すでにテレビ・TVCMのギョーカイから離脱して十数年たつが、永さんが言う「恥じらいなき日本人をつくった元兇はテレビだ」にひたすら共感する。
同時に同じ雑誌の「電波男・島田紳助の金と権力」(ジャーナリスト奥野修司)も併読。
島田紳助なる男の人間としての質は、いまさらのようにうんざりする。しかし、現在のブラウン管にウロウロする人気タレントと称するヤカラたちのうさん臭さ――ここにも「愚昧な選挙民」と同質同様の「愚昧な視聴者」が存在することに苛立つ。
資産45億。年収12、3億とやらの紳助をはじめ、テレビ人気タレントと称される者たちの跳りょうと、知性も理性もかなぐり捨てた(もともと持ち合わせない)制作スタッフとそのギョーカイの連中のおかげで、日本のテレビのエンターテインメントは腐蝕して死に体になるね。
「論座」8月号。(朝日新聞社)。
粕谷一希氏(評論家)を鈴木邦夫がインタビューしている。
「『風流夢譚』をめぐって」は、1961年に深沢七郎の同名小説に端を発した17歳の右翼少年によるあの殺傷事件について――である。
作家のハシクレであるぼくとしては、肝に命じて読んだ。
その現場にいた粕谷一希氏のことばはなおざりにはできない。
さらに同じ雑誌の「わたしの戦後出版史――生涯現役編集者松本昌次が語る」を読む。(すでに17回を重ねている)
粕谷一希氏同様、ぼくの「作家への転身」の時期に助力をして下さった方だ。
先輩お二人の存在位置と思考と指向は当然異なるが、現在のぼくはこの類い稀な先輩先達のお二人を尊敬したやまない。

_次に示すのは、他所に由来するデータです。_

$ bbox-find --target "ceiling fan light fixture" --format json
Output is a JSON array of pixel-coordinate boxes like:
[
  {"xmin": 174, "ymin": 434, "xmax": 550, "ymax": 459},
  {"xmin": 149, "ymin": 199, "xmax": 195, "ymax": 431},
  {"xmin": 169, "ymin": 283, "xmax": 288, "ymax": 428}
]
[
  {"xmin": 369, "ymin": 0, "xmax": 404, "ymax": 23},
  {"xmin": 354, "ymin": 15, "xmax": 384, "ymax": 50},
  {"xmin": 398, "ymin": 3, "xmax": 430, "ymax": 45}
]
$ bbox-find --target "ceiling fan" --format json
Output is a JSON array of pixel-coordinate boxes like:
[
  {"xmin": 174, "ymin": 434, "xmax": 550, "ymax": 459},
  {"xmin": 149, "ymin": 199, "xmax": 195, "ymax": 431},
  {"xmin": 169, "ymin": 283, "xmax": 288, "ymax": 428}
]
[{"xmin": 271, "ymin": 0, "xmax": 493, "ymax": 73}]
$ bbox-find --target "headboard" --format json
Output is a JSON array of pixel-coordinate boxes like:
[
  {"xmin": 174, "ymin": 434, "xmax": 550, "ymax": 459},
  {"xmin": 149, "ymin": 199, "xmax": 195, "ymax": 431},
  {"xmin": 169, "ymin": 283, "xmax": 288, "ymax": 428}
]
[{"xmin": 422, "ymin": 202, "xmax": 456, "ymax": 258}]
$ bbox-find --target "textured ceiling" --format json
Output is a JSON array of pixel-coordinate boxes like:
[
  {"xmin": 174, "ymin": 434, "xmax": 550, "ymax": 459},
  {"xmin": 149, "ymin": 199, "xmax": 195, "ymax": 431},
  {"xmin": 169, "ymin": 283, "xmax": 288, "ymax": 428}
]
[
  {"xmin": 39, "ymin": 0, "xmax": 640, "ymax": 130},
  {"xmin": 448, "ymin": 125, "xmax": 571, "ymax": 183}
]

そう、そして永六輔さん。浅草生まれという永さんの気質と思考に浅草近くの生まれ、浅草育ちのぼくは限りなく共感し、こよなく敬慕する。
さて、読書予定メモだが――。
「15年戦争・軍靴の歩み」(関谷道義/創栄出版)
「戦時下の日本映画/人は国策映画を観たか」(古川隆久/吉川弘文館)
「秘録・日本の活動写真」(田中純一郎著・本地陽彦監修/ワイズ出版)
「一場の夢・二人のひばりと三代目の昭和」(西村正明/集英社)
敬愛できる方と、手応えのある書籍に出会えないのは不幸だ。